Norwegian Agency for Development Cooperation (Norad)

Government agency overview
- Formed: December 1, 1968; 57 years ago
- Jurisdiction: Government of Norway
- Headquarters: Bygdøy allé 2, Oslo, Norway
- Employees: 224 (2013)
- Annual budget: 26.2 billion kroner
- Government agency executive: Bård Vegar Solhjell, Director;
- Parent Government agency: Norwegian Ministry of Foreign Affairs
- Website: www.norad.no

= Norwegian Agency for Development Cooperation =

Norwegian directorate

The Norwegian Agency for Development Cooperation (Norad) is a directorate under the Norwegian Ministry of Foreign Affairs. It is primarily concerned with offering development aid to international partners, but in matters regarding Norway's International Climate and Forest Initiative (NICFI), Norad reports to the Norwegian Ministry of Climate and Environment.

Norad's functions are laid down in the agency's terms of references and annual letters of allocation issued by the Ministry of Foreign Affairs and the Ministry of Climate and Environment.
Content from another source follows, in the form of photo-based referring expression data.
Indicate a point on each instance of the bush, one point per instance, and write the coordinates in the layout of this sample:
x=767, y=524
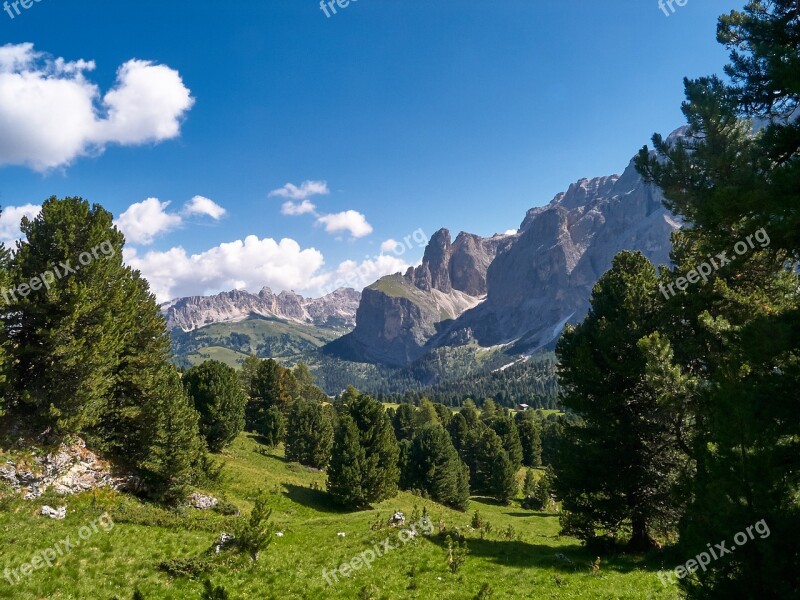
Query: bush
x=255, y=534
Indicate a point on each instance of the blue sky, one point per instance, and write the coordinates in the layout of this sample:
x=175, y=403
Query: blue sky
x=417, y=114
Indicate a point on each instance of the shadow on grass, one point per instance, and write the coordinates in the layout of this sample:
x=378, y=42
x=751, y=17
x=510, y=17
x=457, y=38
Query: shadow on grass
x=531, y=513
x=317, y=499
x=571, y=558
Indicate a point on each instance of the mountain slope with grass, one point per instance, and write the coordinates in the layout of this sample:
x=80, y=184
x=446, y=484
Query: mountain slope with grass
x=522, y=557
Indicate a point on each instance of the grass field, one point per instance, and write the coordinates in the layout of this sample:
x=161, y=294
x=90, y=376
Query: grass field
x=531, y=562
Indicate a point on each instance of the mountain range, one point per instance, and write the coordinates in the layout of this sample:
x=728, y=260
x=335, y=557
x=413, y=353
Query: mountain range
x=512, y=293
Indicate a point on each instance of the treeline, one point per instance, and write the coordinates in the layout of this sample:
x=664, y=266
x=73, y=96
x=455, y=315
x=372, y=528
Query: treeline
x=370, y=453
x=533, y=381
x=84, y=351
x=686, y=381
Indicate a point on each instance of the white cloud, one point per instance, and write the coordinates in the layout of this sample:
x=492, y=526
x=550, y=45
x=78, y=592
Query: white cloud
x=359, y=275
x=50, y=114
x=249, y=264
x=144, y=221
x=200, y=205
x=351, y=221
x=390, y=245
x=12, y=216
x=307, y=189
x=294, y=209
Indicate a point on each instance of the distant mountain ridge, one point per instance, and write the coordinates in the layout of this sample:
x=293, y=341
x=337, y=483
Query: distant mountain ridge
x=336, y=310
x=516, y=291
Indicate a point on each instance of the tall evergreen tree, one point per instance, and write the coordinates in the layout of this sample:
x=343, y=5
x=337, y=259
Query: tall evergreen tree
x=619, y=467
x=216, y=392
x=378, y=453
x=530, y=437
x=345, y=481
x=492, y=472
x=735, y=176
x=309, y=434
x=435, y=467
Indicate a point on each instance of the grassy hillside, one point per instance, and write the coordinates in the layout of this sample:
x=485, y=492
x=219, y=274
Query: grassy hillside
x=232, y=342
x=532, y=562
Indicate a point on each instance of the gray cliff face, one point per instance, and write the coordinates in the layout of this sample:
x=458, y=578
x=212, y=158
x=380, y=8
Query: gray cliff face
x=337, y=309
x=518, y=290
x=545, y=277
x=399, y=314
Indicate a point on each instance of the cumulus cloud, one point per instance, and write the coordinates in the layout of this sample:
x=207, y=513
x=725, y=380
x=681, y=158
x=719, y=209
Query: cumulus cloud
x=252, y=264
x=200, y=205
x=248, y=264
x=359, y=275
x=390, y=245
x=144, y=221
x=307, y=189
x=294, y=209
x=350, y=221
x=11, y=218
x=51, y=114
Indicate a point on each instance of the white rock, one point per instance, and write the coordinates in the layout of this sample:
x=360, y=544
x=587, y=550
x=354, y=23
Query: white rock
x=54, y=513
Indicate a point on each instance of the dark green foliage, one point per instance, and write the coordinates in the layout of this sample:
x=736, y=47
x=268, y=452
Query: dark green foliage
x=187, y=567
x=175, y=449
x=739, y=335
x=364, y=464
x=403, y=422
x=529, y=427
x=621, y=465
x=456, y=554
x=255, y=534
x=491, y=471
x=217, y=395
x=506, y=428
x=309, y=434
x=345, y=469
x=211, y=592
x=271, y=426
x=459, y=431
x=435, y=467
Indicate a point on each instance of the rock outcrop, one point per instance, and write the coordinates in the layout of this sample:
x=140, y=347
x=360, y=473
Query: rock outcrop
x=68, y=470
x=335, y=310
x=515, y=290
x=398, y=314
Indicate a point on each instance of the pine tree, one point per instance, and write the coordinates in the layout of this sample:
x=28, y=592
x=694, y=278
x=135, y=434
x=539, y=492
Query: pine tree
x=215, y=390
x=506, y=428
x=459, y=430
x=530, y=429
x=374, y=472
x=347, y=458
x=620, y=464
x=175, y=451
x=492, y=472
x=63, y=315
x=309, y=434
x=435, y=467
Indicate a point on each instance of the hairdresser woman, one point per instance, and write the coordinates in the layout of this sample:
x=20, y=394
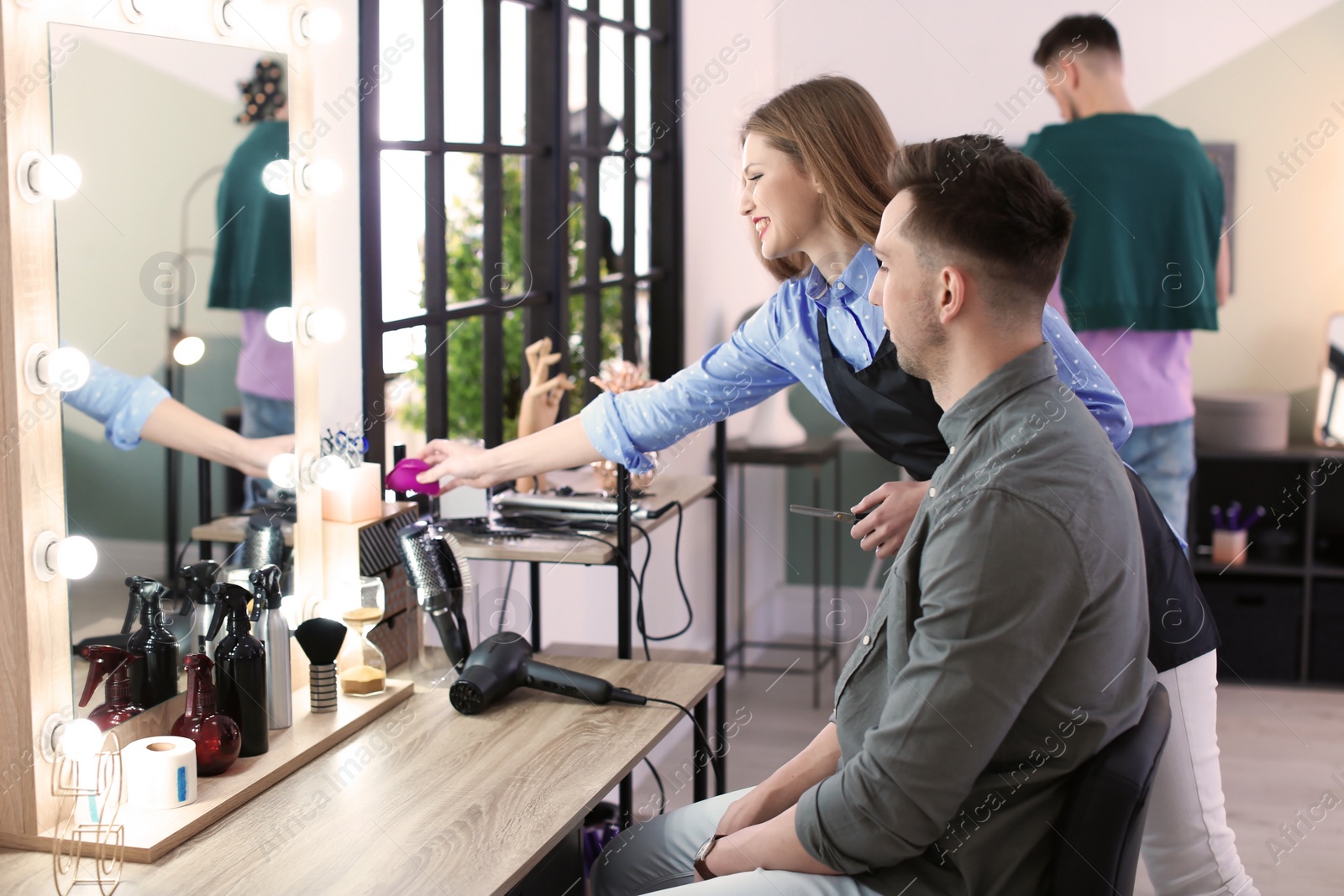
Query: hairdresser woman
x=815, y=168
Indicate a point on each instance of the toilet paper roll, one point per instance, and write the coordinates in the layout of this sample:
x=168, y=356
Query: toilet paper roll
x=160, y=772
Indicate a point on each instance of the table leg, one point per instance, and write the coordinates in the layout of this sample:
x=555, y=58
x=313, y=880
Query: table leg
x=721, y=600
x=535, y=582
x=701, y=752
x=816, y=589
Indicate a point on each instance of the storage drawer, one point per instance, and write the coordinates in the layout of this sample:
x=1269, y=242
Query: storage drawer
x=1260, y=622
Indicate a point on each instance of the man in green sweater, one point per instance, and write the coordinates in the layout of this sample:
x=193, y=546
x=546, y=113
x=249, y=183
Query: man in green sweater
x=1147, y=266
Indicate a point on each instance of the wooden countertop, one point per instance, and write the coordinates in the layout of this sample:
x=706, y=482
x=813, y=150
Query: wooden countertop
x=425, y=799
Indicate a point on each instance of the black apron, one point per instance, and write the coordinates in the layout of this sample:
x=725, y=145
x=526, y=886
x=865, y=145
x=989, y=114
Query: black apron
x=897, y=417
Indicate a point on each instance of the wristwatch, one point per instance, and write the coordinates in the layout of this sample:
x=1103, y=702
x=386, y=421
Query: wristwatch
x=702, y=866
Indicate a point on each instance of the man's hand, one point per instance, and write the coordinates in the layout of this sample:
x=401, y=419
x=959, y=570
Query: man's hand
x=465, y=464
x=891, y=508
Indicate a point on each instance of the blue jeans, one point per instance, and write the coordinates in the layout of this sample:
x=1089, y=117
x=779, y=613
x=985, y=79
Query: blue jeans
x=262, y=417
x=1164, y=458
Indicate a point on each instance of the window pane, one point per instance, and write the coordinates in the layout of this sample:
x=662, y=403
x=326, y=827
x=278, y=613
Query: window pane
x=612, y=86
x=512, y=73
x=643, y=92
x=402, y=195
x=578, y=78
x=402, y=90
x=464, y=71
x=403, y=390
x=464, y=379
x=464, y=233
x=642, y=215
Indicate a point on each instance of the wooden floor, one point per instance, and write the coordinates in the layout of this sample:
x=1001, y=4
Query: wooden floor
x=1280, y=748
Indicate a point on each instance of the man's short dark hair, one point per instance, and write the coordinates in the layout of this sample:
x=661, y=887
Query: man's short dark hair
x=1093, y=33
x=974, y=196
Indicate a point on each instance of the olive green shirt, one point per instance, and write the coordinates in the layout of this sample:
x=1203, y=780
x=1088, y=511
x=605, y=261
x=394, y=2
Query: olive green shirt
x=1007, y=647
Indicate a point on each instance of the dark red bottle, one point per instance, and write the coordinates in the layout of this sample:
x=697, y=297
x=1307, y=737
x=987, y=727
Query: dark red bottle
x=218, y=738
x=113, y=664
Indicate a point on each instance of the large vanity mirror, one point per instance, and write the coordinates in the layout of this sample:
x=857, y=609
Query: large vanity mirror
x=168, y=259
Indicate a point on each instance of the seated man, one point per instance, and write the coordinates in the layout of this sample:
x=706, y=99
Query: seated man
x=1010, y=641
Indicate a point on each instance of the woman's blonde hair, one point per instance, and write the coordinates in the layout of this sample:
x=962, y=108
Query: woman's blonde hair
x=833, y=130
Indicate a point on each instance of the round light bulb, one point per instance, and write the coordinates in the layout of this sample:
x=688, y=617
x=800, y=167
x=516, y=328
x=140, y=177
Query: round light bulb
x=277, y=176
x=326, y=325
x=323, y=24
x=81, y=739
x=280, y=324
x=284, y=470
x=323, y=176
x=55, y=176
x=188, y=349
x=76, y=557
x=66, y=369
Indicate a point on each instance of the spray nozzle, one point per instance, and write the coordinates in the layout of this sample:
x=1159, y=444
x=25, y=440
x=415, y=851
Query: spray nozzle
x=105, y=661
x=235, y=598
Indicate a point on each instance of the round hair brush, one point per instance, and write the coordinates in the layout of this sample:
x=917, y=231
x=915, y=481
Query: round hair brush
x=320, y=640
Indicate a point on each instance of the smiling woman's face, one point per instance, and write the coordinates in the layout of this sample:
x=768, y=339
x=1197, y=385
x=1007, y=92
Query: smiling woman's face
x=780, y=197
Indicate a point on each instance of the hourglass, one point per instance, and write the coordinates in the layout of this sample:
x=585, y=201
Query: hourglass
x=360, y=667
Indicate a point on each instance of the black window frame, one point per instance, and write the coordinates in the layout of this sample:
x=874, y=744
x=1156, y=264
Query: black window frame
x=544, y=204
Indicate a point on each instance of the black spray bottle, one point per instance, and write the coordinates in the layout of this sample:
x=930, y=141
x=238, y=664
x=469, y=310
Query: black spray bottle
x=239, y=668
x=154, y=679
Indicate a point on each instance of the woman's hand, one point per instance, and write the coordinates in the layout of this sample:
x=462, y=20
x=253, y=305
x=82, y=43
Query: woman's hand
x=252, y=457
x=465, y=464
x=891, y=508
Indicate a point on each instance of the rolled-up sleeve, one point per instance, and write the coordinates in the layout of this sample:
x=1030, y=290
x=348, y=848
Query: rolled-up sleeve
x=951, y=707
x=118, y=401
x=1081, y=371
x=730, y=378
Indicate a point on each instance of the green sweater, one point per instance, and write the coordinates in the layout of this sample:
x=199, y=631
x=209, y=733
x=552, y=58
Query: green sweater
x=1149, y=207
x=252, y=250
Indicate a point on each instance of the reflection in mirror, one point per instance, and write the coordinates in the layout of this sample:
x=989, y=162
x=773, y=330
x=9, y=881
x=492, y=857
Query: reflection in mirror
x=168, y=259
x=1330, y=405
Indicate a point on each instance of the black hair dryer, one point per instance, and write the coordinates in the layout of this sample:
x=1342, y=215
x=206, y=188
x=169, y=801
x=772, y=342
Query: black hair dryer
x=504, y=663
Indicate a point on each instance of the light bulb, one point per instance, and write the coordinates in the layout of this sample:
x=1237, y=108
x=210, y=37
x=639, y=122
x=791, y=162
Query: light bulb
x=279, y=176
x=65, y=369
x=188, y=349
x=55, y=176
x=280, y=324
x=284, y=470
x=324, y=325
x=81, y=739
x=76, y=557
x=323, y=176
x=323, y=24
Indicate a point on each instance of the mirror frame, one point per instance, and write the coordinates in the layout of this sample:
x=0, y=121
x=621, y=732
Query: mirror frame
x=35, y=671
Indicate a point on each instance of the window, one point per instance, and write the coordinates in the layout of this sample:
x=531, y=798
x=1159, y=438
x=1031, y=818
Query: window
x=521, y=179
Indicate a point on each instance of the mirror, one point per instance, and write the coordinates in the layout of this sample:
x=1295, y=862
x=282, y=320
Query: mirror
x=154, y=123
x=1330, y=405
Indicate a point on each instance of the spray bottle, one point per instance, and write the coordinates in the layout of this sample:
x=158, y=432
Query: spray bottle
x=155, y=679
x=195, y=582
x=239, y=668
x=273, y=631
x=217, y=736
x=114, y=664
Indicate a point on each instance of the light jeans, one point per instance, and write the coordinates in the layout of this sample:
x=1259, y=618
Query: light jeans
x=1164, y=458
x=656, y=856
x=1189, y=848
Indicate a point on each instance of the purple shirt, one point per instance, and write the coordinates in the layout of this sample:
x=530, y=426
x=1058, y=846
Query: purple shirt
x=1151, y=369
x=265, y=367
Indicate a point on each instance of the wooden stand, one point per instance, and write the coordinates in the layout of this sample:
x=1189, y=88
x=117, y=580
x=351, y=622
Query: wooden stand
x=151, y=835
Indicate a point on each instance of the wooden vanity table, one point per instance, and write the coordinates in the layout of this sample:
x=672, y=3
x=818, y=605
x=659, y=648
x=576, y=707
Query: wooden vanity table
x=427, y=799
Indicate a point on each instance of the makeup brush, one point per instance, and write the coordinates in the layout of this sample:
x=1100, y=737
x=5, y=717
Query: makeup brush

Norad works to ensure effective foreign aid, with quality assurance and evaluation. Norad finances NGOs and does its own research and projects. The current director general is Bård Vegar Solhjell. Norad used to be the official development assistance organization in Norway. As of mid-2004, the responsibility for state-to-state official development assistance has been transferred to the Norwegian Ministry of Foreign Affairs, while Norad continues to fund NGO activities in developing countries (particularly through its NORHED program), and contributes to the management of development funds while ensuring that Norwegian development cooperation is accurately evaluated and efficiently implemented.

== Organization ==
Norad consists of the following departments:

- Director General's Office
- Department for Climate, Energy, Environment and Research
- Department for Education and Global Health
- Department for Economic Development, Gender and Governance
- Civil Society Department
- Department for Quality Assurance
- Department for Communication
- Department of Human Resources and Administration
- Evaluation Department

==Finances==
Norway granted NOK 36.6 billion in development assistance in 2016, corresponding to 1.11 per cent of Norway's gross national income (GNI).

According to the OECD, Norway’s total ODA (USD 5.2 billion, preliminary data) increased in 2022 due to aid to Ukraine and increased in-donor refugee costs, and represented 0.86% of GNI.